Blogger now allows custom robots.txt, this is very useful because we can set the visibility of our articles on search engines, we can determine whether the article will be indexed by search engines or not.
By default, every blog that uses the Blogger platform will have a robots.txt as follows:
User-agent: Mediapartners-Google
Disallow:
User-agent: *
Disallow: /search
Allow: /
Sitemap: http://www.example.com/feeds/posts/default?orderby=updated
And has the following explanations:
Mediapartners-Google is a robot from Google Adsense, leave it as is because if you mistakenly change that than the ads served will not fit with your content.
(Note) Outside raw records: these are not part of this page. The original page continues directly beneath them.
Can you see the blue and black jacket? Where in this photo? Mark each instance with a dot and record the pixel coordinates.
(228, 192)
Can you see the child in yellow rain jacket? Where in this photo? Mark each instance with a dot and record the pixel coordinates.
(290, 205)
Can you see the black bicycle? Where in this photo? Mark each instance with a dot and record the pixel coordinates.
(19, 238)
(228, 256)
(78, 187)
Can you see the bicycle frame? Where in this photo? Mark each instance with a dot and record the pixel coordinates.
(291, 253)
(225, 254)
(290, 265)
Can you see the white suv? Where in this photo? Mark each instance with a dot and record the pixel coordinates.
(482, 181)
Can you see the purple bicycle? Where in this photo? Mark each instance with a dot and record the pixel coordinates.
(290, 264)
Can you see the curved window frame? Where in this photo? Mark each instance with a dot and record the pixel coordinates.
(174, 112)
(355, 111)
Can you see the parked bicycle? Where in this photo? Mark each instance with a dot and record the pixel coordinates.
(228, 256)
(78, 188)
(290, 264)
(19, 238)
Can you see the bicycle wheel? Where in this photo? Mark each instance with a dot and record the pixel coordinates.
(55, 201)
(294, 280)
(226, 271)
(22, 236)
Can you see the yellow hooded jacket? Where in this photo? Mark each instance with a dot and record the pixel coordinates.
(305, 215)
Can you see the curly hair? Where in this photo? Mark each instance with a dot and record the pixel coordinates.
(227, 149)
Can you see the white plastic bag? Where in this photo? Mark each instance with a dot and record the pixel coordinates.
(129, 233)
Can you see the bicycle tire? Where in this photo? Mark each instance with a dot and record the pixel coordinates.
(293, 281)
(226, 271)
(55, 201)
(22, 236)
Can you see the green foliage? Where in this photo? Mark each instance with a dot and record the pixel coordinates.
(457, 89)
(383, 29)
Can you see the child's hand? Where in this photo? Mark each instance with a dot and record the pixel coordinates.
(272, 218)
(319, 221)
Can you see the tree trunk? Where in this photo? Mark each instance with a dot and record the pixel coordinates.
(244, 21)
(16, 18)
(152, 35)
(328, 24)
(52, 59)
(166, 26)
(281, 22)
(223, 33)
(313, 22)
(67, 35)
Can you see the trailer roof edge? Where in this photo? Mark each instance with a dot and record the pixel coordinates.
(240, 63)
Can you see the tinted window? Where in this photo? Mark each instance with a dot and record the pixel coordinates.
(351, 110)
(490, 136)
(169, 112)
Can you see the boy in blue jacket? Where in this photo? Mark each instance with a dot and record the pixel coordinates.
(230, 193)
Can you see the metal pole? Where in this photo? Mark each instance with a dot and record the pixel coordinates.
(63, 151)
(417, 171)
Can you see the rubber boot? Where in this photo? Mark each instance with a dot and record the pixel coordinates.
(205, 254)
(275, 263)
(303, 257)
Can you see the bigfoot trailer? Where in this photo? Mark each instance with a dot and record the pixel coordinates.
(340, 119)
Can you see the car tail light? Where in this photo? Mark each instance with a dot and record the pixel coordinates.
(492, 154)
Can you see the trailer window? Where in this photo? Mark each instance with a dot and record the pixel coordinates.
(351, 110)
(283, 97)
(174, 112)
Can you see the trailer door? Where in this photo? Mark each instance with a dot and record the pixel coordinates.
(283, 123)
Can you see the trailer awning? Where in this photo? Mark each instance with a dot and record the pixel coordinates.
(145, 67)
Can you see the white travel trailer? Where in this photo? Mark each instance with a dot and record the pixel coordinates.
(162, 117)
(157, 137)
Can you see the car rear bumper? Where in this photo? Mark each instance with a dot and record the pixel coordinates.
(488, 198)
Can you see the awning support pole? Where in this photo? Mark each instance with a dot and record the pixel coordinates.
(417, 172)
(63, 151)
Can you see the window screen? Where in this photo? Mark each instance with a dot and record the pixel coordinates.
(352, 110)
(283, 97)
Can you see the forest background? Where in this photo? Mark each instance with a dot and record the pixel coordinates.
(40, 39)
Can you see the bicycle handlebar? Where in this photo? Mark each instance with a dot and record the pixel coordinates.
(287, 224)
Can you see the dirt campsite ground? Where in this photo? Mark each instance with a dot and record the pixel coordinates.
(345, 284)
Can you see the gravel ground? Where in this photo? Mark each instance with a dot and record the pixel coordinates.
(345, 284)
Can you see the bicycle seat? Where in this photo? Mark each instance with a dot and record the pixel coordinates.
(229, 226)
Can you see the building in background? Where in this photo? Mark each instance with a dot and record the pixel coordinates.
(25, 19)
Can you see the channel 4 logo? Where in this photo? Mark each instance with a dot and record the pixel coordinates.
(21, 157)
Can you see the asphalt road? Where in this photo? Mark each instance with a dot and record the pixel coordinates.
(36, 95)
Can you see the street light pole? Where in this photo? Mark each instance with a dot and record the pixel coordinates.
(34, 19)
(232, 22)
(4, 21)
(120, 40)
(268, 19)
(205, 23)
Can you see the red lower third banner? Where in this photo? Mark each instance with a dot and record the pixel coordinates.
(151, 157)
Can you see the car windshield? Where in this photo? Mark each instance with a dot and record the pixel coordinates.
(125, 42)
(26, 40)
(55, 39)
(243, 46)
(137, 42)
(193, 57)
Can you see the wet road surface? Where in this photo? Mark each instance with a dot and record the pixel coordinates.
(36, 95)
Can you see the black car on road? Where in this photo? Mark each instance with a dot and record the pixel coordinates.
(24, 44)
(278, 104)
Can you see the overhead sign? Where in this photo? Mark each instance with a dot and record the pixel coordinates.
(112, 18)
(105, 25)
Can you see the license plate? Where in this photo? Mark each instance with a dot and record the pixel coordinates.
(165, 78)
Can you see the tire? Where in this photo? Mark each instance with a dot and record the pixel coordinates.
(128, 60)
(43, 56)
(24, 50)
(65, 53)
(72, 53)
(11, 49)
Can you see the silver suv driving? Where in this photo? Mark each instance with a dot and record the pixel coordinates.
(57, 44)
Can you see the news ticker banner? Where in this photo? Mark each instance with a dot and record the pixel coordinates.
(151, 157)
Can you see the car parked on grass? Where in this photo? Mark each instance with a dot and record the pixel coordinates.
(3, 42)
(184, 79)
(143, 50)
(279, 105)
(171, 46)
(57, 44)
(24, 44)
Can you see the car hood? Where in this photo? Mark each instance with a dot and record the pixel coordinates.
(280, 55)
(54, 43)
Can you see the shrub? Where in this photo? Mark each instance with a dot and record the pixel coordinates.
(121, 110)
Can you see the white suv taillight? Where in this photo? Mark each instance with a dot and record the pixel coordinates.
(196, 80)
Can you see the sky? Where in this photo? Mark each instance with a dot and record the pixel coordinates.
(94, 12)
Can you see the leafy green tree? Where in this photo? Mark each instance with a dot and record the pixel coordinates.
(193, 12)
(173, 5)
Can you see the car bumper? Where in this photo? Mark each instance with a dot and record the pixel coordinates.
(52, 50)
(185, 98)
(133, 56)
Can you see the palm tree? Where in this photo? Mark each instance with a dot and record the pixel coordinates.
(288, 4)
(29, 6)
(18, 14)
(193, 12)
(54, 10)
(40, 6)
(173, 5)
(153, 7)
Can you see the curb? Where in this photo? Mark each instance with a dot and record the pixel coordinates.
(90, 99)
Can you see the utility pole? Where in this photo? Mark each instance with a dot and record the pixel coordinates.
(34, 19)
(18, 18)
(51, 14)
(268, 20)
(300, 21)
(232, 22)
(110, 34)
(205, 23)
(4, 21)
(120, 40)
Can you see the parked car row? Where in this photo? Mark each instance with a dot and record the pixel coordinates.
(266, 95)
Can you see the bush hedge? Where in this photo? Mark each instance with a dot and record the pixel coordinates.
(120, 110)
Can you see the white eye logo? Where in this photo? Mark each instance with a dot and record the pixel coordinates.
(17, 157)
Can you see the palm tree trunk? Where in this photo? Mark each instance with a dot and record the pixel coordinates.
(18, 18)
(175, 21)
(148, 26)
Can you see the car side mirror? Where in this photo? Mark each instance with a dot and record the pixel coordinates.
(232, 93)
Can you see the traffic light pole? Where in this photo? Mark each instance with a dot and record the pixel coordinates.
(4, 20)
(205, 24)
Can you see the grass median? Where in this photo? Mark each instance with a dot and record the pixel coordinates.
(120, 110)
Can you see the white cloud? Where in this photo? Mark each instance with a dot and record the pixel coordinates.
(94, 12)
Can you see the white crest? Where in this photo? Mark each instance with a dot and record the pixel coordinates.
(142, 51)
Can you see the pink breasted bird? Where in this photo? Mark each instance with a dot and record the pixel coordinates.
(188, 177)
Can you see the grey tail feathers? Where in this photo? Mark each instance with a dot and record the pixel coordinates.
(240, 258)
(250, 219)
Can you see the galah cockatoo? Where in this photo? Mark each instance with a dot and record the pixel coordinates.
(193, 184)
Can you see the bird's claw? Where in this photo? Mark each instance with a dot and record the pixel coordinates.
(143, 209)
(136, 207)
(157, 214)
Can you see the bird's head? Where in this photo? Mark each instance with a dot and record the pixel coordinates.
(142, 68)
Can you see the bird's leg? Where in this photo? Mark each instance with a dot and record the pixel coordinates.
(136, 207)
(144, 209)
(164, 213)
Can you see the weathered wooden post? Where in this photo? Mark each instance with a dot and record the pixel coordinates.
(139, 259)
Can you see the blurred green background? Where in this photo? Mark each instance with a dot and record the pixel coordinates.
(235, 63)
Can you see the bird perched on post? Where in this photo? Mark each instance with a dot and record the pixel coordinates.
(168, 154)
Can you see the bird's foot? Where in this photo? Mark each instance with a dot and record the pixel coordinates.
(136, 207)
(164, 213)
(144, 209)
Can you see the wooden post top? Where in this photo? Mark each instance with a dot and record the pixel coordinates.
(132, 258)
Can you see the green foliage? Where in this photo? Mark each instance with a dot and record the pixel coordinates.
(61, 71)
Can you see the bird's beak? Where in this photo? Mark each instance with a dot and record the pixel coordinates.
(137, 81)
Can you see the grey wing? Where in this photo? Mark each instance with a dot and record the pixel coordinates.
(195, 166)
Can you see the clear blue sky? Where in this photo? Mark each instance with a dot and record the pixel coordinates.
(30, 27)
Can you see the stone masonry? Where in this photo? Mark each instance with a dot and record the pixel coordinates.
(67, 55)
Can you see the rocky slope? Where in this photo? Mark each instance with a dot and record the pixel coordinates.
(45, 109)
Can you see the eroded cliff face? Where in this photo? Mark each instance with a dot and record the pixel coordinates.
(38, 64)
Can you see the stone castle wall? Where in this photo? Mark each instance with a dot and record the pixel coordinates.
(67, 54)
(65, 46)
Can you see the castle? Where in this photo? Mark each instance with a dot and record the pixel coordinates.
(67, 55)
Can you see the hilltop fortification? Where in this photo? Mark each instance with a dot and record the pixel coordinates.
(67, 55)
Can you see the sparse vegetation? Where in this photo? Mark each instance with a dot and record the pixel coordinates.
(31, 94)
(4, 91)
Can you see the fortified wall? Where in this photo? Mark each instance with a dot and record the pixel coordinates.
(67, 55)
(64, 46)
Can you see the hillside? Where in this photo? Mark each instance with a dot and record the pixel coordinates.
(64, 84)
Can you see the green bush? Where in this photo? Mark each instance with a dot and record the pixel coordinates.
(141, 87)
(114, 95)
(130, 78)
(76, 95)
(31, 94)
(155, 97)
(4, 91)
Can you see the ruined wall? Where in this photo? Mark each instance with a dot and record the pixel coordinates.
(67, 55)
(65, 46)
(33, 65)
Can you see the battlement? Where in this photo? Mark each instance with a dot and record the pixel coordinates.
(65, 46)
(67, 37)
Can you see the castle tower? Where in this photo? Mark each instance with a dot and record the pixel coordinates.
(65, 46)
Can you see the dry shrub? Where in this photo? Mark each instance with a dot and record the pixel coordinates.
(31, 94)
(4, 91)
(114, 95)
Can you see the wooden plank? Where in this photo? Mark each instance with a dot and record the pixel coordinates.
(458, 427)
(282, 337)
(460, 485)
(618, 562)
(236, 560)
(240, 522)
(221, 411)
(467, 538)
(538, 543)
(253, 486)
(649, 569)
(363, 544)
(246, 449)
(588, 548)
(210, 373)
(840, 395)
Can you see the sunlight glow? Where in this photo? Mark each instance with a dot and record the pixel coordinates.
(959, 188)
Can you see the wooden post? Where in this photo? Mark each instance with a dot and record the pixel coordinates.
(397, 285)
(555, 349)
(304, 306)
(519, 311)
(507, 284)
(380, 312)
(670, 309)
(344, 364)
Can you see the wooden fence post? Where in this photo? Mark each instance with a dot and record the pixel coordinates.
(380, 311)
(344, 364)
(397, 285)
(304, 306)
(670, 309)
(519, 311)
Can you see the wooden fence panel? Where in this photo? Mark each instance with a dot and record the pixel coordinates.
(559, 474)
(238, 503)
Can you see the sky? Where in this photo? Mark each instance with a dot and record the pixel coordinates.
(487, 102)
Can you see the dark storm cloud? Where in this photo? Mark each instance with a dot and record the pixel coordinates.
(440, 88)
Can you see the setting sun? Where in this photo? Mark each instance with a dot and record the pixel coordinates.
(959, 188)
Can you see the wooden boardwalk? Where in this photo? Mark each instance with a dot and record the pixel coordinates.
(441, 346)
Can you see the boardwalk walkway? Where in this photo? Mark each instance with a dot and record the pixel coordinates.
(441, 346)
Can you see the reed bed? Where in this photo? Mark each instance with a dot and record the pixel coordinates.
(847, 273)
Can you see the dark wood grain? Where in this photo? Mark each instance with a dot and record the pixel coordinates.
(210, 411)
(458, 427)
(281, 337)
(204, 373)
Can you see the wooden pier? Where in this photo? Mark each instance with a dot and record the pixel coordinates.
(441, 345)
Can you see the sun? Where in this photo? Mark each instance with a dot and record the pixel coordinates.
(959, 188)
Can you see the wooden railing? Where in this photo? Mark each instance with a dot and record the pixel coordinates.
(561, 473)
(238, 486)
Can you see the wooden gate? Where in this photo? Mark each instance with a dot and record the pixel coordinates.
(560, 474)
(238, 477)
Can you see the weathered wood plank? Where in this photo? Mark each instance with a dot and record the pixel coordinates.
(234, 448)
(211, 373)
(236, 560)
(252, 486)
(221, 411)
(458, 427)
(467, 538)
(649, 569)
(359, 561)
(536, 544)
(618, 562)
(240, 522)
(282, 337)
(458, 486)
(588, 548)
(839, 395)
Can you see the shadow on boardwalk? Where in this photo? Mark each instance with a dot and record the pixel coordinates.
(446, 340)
The next line is for all the robots and marked with an asterisk (*). On the default configuration, it is clear that the label of our blog is not indexed Disallow: /search.
Keep in mind that a slash (/) is as your homepage, so for example if you want the label to get indexed, do not just fill up with a slash like this Disallow: / because that would be you do not allow the robot tracing your blog, but it should like the example below:
User-agent: Mediapartners-Google
Disallow:
User-agent: *
Disallow:
Allow: /
Sitemap: http://www.example.com/feeds/posts/default?orderby=updated
With the configuration as above then all of the articles and the label will be indexed. And to block a robot for particular page (I take the example of my FAQ page) you can simply write as follows:
User-agent: Mediapartners-Google
Disallow:
User-agent: *
Disallow: /p/faq.html
Allow: /
Sitemap: http://www.example.com/feeds/posts/default?orderby=updated
Update: To resolve the pagination problems on blogspot after we remove the Disallow: /search than we can use the following configuration to block the pagination page:
User-agent: Mediapartners-Google
Disallow:
User-agent: *
Disallow: /search?updated-min=
Disallow: /search?updated-max=
Disallow: /search/label/*?updated-min=
Disallow: /search/label/*?updated-max=
Allow: /
Sitemap: http://www.example.com/feeds/posts/default?orderby=updated
After the changes, make sure everything is fit like what we want by visiting www.example.com/robots.txt. Replace the Example.com with your domain name.
Warning! Use with caution. Incorrect use of these features can result in your blog being ignored by search engines.
Note: Last updated on January 5, 2013.